Puss in Boots: The Last Wish

I liked Matilda: The Musical just fine. I loved DreamWorks Animation's Puss in Boots: The Last Wish, and this was a far more unexpected turn of events, given that I didn't care for 2011's predecessor, and actually haven't completely enjoyed any of the previous flicks in the Shrek fairytale universe. Director Joel Crawford's sequel, however, is an unbelievably entertaining outlier.

Years away from this franchise have certainly weakened my resolve; I now find it almost impossible to hear Antonio Banderas exclaim “I am Puss in Boots!” without dissolving into fits of giggles. (I've also been trotting out my half-baked imitation of Banderas' reading at every available opportunity.) But literally everything about this long-delayed, superbly well-animated sequel worked for me: the surprisingly moving plot that found Puss living in fear for the last-remaining of his nine lives; his thwarted romance with Salma Hayek's adventurer feline; his begrudging alliance with an emotional-support canine (peerlessly voiced by What We Do in the Shadows scene-stealer Harvey Guillén).

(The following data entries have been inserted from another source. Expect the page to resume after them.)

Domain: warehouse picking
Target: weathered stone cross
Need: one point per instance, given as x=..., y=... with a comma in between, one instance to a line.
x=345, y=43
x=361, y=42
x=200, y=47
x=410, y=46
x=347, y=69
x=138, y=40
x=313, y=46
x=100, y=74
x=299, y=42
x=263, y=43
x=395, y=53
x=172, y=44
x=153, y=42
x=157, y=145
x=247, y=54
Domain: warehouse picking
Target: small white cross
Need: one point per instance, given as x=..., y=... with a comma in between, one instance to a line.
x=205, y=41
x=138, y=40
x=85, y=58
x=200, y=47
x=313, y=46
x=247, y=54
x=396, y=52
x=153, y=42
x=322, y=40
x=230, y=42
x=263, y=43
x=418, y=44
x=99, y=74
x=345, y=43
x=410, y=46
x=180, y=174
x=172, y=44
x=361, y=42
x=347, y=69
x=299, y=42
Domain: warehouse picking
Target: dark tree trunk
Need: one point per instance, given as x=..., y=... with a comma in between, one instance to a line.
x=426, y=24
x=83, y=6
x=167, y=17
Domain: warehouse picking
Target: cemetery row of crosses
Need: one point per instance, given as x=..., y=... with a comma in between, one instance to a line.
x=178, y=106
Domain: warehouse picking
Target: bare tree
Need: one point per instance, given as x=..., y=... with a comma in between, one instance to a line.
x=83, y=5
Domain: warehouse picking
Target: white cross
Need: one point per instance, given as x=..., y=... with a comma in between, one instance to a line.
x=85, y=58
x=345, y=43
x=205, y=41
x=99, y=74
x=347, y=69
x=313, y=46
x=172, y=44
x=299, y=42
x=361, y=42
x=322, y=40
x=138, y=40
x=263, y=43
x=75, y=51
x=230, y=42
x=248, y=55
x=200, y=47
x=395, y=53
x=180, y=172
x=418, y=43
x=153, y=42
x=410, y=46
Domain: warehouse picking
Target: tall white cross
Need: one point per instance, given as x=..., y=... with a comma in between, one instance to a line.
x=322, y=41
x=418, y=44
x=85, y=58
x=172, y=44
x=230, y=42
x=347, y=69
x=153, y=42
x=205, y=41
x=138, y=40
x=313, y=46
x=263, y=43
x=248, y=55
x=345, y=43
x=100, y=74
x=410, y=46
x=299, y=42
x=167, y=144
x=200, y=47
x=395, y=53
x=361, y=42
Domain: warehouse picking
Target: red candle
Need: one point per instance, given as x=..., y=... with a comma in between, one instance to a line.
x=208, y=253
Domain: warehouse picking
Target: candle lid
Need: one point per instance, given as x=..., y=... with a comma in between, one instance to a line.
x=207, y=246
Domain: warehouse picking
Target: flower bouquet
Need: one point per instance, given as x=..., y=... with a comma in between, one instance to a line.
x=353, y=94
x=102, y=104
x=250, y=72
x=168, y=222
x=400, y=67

And unlike most every animated comedy – hell, most every movie – you can name, The Last Wish provides no fewer than three legitimately scary villainous threats to our heroes' safety: the mercenary team of Goldilocks and her Three Bears (Florence Pugh, Olivia Colman, Ray Winstone, and Samson Kayo), an abjectly terrifying Big Bad Wolf (Wagner Moura), and the Trump-ian “Big” Jack Horner (hysterically voiced by John Mulaney). Among theatre folk, at least, there's a sardonic expression of praise: “I laughed, I cried, it was better than Cats.” At Puss in Boots: The Final Wish, though, I did laugh, I did cry, and it was better than Cats – and about cats. For 100 minutes, I completely lapped this thing up - never more so than when Kevin McCann voiced his riotous Jiminy Cricket by way of Jimmy Stewart - and can't wait to return for seconds.